On Tue, 2008-04-15 at 14:36 +1000, Sridhar Dhanapalan wrote:
> On 15/04/2008, Robert Collins <[EMAIL PROTECTED]> wrote:
> > On Tue, 2008-04-15 at 14:18 +1000, Martin Visser wrote:
> >  > Also do they actually need to carry the data with them? It would seem
> >  > if the ratio of data owners to intelligent devices/readers is so high,
> >  > you really come back to simply needing a card number ala Medicare - or
> >  > maybe even something like a "tinyurl" only a little more human
> >  > rememberable.The client then just needs to recite their number/tinurl.
> >  >
> >  > This assumes that the reader device has real-time (or maybe near
> >  > real-time is good enough, access to the data storage. (And near real
> >  > -time may be good enough - 1 000 000 users with 10 K data each is
> >  > "only" 10G - easily replicated on all your reader devices - assuming
> >  > the data doesn't change all that often.
> >
> >
> > I'm inferring that the scheme being developed is something like the
> >  following:
> >
> >  * At each village/town there is a single low-capability but functional
> >  pc. It has no reliable network.
> 
> Not quite. A person will arrive by motorcycle, probably once per week,
> with a laptop in tow. They'll have about an hour to sort out the
> people there before departing to the next settlement. At the end of
> the day/week, they'll return to base and synchronise their laptop with
> the central system.
> 
> >  * The data owners want to be able to track e.g. taxes, accounts, small
> >  personal data.
> 
> Mostly simple financial data, like a passbook.
> 
> >  * They want to be able to use this data where *they* are, not where a
> >  specific reader device is.
> 
> As mentioned above, the reader comes to them.
> 
> As mentioned previously, this is for the developing world. The current
> system is very manual: paper and pen.

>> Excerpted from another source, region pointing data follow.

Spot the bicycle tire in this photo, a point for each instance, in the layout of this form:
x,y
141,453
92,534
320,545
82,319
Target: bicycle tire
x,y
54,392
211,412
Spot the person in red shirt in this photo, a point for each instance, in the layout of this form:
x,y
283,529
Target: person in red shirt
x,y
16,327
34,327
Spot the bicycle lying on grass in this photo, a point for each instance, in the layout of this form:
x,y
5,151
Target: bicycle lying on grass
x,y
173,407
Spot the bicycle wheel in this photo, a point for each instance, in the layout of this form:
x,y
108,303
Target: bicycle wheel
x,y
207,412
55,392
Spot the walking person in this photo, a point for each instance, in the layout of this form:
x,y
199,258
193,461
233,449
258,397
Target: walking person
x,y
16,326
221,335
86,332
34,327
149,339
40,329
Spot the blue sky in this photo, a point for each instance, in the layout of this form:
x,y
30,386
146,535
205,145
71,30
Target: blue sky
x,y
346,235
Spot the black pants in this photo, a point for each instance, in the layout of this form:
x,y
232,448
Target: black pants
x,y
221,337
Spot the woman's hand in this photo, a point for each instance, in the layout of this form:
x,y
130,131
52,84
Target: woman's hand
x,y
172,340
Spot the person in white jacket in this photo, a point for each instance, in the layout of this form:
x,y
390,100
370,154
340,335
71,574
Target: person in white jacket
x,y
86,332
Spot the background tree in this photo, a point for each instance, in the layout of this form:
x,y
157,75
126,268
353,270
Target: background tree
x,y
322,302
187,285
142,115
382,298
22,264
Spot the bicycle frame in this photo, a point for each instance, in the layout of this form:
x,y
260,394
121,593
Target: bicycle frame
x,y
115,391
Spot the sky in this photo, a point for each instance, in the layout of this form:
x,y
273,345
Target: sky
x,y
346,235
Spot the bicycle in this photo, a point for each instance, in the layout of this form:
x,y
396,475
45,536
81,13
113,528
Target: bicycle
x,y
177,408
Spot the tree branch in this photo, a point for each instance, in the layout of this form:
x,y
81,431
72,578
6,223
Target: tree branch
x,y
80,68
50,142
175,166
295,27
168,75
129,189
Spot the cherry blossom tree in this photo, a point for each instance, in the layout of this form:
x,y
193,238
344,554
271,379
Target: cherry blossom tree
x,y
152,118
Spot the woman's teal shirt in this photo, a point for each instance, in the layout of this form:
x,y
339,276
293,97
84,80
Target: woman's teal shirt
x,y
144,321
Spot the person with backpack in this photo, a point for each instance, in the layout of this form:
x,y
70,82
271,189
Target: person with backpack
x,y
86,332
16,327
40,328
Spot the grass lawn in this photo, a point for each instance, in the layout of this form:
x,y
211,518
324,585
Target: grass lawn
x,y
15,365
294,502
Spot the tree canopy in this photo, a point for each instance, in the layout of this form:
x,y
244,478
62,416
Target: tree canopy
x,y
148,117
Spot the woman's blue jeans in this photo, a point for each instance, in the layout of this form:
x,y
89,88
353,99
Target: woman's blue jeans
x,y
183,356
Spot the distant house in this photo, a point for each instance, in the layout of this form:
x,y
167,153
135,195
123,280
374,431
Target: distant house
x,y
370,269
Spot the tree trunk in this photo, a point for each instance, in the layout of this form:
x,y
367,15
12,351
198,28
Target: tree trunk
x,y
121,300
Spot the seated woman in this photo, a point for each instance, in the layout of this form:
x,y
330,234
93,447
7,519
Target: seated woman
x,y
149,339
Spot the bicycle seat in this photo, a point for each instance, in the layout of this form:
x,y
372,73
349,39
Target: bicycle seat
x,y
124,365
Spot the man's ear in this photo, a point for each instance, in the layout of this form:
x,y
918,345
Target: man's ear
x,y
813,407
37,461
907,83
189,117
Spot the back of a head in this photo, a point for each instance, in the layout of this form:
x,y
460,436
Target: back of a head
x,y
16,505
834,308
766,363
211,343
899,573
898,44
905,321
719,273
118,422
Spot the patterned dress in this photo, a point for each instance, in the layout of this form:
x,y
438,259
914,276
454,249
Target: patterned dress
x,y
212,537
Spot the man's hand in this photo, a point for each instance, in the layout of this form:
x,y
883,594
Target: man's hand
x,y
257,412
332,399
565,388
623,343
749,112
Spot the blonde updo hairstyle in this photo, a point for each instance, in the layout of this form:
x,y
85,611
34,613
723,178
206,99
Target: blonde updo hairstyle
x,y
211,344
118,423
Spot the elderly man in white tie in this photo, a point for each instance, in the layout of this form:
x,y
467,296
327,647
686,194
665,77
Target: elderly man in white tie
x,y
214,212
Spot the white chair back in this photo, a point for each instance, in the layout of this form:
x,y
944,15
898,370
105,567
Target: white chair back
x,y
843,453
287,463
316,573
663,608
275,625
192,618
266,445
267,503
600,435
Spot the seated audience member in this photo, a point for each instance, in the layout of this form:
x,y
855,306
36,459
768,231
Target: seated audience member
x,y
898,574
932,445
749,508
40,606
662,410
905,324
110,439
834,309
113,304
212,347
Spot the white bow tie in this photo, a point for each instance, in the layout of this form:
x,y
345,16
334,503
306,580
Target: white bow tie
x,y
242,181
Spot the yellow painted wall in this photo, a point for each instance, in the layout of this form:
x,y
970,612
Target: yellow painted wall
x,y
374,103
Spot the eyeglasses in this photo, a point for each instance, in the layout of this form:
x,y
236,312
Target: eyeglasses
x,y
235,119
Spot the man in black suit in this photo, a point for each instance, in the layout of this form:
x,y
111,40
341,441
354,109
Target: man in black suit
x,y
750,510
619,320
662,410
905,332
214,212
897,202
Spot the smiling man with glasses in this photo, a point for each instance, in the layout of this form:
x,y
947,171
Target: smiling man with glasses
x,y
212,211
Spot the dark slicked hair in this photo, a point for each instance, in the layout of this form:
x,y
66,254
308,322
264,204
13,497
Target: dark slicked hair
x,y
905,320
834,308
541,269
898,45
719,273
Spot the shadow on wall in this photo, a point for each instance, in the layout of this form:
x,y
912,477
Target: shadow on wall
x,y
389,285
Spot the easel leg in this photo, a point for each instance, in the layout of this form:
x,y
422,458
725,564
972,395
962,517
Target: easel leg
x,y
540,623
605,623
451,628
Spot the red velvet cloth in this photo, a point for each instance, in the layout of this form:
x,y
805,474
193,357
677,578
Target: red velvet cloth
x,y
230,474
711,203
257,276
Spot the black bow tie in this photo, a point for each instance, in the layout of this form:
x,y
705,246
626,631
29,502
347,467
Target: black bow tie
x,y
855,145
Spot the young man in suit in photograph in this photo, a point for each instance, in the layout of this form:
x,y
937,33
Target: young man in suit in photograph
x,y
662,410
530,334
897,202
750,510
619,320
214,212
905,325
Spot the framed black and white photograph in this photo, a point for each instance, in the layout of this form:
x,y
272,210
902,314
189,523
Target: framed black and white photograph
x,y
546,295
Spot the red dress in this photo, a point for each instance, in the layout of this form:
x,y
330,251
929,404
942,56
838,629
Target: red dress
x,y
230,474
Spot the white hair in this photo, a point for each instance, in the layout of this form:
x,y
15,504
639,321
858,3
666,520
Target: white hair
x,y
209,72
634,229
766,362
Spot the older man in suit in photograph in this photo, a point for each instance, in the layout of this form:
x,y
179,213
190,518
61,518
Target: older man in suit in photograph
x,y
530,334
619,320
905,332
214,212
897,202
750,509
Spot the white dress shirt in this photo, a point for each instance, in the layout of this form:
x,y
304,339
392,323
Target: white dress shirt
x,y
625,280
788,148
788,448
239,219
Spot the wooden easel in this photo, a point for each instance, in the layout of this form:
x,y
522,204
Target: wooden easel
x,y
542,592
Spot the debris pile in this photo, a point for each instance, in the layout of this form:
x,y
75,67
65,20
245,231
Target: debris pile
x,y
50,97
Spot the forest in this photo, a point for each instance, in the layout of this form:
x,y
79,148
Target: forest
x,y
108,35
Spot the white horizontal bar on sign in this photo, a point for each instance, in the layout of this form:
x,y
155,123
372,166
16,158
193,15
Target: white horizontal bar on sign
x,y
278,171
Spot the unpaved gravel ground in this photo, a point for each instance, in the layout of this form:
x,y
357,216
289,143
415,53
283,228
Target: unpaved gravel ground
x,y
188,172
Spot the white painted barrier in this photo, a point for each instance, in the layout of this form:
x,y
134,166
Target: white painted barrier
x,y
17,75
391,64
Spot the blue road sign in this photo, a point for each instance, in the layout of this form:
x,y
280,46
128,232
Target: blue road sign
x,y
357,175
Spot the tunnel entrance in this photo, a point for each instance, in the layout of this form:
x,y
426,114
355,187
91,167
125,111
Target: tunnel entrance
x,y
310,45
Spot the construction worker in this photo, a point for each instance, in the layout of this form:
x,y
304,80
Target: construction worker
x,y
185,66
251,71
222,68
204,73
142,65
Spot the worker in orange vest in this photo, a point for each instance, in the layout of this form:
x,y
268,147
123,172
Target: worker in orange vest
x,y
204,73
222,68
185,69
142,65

It's very laborious, and open to
> errors and even fraud. We're looking for a simple and reliable digital
> replacement.

Martin's point then about just storing the data in the reader makes a
lot of sense to me.

Give each data owner their own password. You could even use a crypted
loopback fs for each 'account' so that they have their own encrypted
audit trail which can be used to double check the central records in the
case of suspected fraud.

-Rob

-- 
GPG key available at: <http://www.robertcollins.net/keys.txt>.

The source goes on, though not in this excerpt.